- Native name: מייק פלנגן
- Born: 15 May 1926 Foxford, County Mayo, Ireland
- Died: 26 January 2014 (aged 87) Toronto, Canada ()
- Allegiance: United Kingdom Israel
- Branch: British Army Israel Defense Forces
- Unit: Israeli Armored Corps
- Conflicts: World War II Western Front; ; Palestine Emergency; 1948 Arab–Israeli War Operation Yoav; ;
- Spouses: Ruth Levy, Shirley Swartz

= Mike Flanagan (Irish-Israeli soldier) =

Irish soldier who assisted the formation of the Israeli armed forces

Mike Flanagan (מייק פלנגן; 15 May 1926 – 26 January 2014) was an Irish soldier in the British Army who assisted the formation of the Israeli armed forces. He is considered one of the most famous deserters from the British Army in Palestine.
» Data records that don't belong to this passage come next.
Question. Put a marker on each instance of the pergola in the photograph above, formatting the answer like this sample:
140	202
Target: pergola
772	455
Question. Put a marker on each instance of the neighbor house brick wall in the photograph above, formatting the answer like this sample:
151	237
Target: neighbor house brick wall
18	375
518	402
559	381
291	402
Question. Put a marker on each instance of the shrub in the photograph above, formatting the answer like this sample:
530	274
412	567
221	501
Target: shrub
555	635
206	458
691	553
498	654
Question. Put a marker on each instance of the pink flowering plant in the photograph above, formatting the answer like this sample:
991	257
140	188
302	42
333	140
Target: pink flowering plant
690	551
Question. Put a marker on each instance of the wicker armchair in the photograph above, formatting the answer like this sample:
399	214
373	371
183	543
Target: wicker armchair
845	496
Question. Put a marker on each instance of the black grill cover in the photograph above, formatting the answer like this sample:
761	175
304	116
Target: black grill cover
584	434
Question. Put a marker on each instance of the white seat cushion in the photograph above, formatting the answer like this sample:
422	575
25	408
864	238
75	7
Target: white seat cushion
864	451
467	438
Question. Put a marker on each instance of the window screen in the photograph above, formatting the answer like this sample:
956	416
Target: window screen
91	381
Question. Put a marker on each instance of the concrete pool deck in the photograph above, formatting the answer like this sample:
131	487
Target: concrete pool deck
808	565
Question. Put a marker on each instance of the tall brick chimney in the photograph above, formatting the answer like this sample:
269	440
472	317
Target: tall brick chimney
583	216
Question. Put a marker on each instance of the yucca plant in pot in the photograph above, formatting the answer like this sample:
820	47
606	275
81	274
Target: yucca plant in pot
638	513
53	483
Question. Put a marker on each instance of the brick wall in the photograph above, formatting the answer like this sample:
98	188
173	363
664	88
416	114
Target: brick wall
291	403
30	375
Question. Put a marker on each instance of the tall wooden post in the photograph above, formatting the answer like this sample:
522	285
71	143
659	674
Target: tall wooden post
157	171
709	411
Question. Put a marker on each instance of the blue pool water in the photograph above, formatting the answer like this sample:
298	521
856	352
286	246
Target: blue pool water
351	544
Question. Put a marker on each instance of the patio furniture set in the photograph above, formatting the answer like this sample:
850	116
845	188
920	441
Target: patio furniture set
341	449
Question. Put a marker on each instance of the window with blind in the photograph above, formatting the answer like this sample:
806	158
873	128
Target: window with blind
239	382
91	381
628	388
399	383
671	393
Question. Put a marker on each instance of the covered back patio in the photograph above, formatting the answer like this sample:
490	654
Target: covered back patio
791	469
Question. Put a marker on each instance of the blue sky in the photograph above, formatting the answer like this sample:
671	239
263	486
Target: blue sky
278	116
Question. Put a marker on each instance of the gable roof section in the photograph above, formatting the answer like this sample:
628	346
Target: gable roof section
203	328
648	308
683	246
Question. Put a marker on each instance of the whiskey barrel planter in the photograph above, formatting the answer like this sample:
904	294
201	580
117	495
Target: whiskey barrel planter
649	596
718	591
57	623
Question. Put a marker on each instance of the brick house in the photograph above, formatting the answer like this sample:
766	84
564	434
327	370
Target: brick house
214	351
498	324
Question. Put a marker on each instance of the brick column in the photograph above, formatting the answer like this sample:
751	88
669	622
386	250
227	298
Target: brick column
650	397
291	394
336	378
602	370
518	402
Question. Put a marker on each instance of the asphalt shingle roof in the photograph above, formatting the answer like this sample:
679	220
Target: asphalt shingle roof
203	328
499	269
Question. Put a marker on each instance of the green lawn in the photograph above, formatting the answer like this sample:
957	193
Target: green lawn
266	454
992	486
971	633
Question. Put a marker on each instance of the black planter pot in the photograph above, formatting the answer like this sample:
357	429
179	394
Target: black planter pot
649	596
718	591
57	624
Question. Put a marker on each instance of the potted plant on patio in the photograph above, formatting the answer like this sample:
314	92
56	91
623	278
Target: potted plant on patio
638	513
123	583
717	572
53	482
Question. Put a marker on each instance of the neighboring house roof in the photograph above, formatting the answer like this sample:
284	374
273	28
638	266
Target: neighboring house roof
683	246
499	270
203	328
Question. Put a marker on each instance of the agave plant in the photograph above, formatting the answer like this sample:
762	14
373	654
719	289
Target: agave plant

Flanagan was born in Foxford, County Mayo Ireland. Flanagan enlisted in the British Army at age 16 and saw action in World War II. He participated in the invasion of Normandy and his unit took part in the liberation of the Nazi-operated Bergen-Belsen concentration camp. He later served with the British occupation force in Berlin and was stationed in India and Syria before being deployed to Mandatory Palestine.

At the end of the British Mandate in 1948, Flanagan had served three years in Palestine. He was part of the British garrison in Haifa that remained following the end of the Mandate to help evacuate the British Army's remaining heavy equipment. During this time, Flanagan and his Scottish tank commander Harry McDonald, frequented a cafe in Haifa and discussed the possibility of emigrating to one of the British dominions, as they were unsatisfied with their prospects in Britain. They came into contact with a Haganah agent at the cafe, selling him a truckload of jerrycans they had been instructed to destroy to prevent them from falling into the hands of either side.

After establishing contact with the Haganah, Flanagan and McDonald were persuaded to take part in a mission to steal tanks from the retreating British garrison for the fledgling Israel Defense Forces. Both of them were sympathetic to the emerging State of Israel and had been promised that they would be paid and allowed to start a new life in Israel if they wished. On 29 June 1948, Flanagan and McDonald stole two British Cromwell tanks and drove them to Israeli forces in Tel Aviv. These became central to the Israeli Armored Corps. The tanks were hidden in Giv'atayim. The Cromwell tanks are currently on display at the Armored Corps Memorial Site and Museum in Latrun. Flanagan saw action in the 1948 Arab-Israeli War as a tank driver in the Armored Corps and was wounded in Operation Yoav during the attack on Iraq al-Manshiyya.

Flanagan subsequently settled in Israel, converted to Judaism, adopted the Hebrew name Michael Peleg and married Ruth Levy, a fellow soldier whom he had met on active service. The two married in a Tel Aviv cafe and Harry McDonald was his best man. The couple had two children, Dani and Karin. He briefly worked as a mechanic for the Dan Bus Company before he and his wife settled on kibbutz Sha'ar HaAmakim, where he worked in the garage and the fields. Flanagan served as a reservist in the 1956 Sinai Campaign, the 1967 Six-Day War, as well as the Yom Kippur War in 1973. He supervised the tank repair unit at the Armored Corps base in Julis throughout this time. He also studied agronomy at the Hebrew University's Faculty of Agriculture in Rehovot and was sent to Africa as an Israeli agricultural emissary for a number of years.

After his retirement from the Israel Defense Forces and the death of his wife, he visited Ireland and Canada. While in Toronto, he met Shirley Swartz, the widow of a Canadian volunteer in the Israeli military in 1948 with whom he had served. He subsequently married her and emigrated to Canada, where he lived for the rest of his life. He died on 26 January 2014 and was subsequently buried in Sha’ar HaAmakim cemetery alongside his wife and son.

Flanagan was posthumously awarded the Medal of Valor from the Wiesenthal Center in the United States. The Israeli Defense Forces honored Flanagan for his immense and critical contributions to its formulation.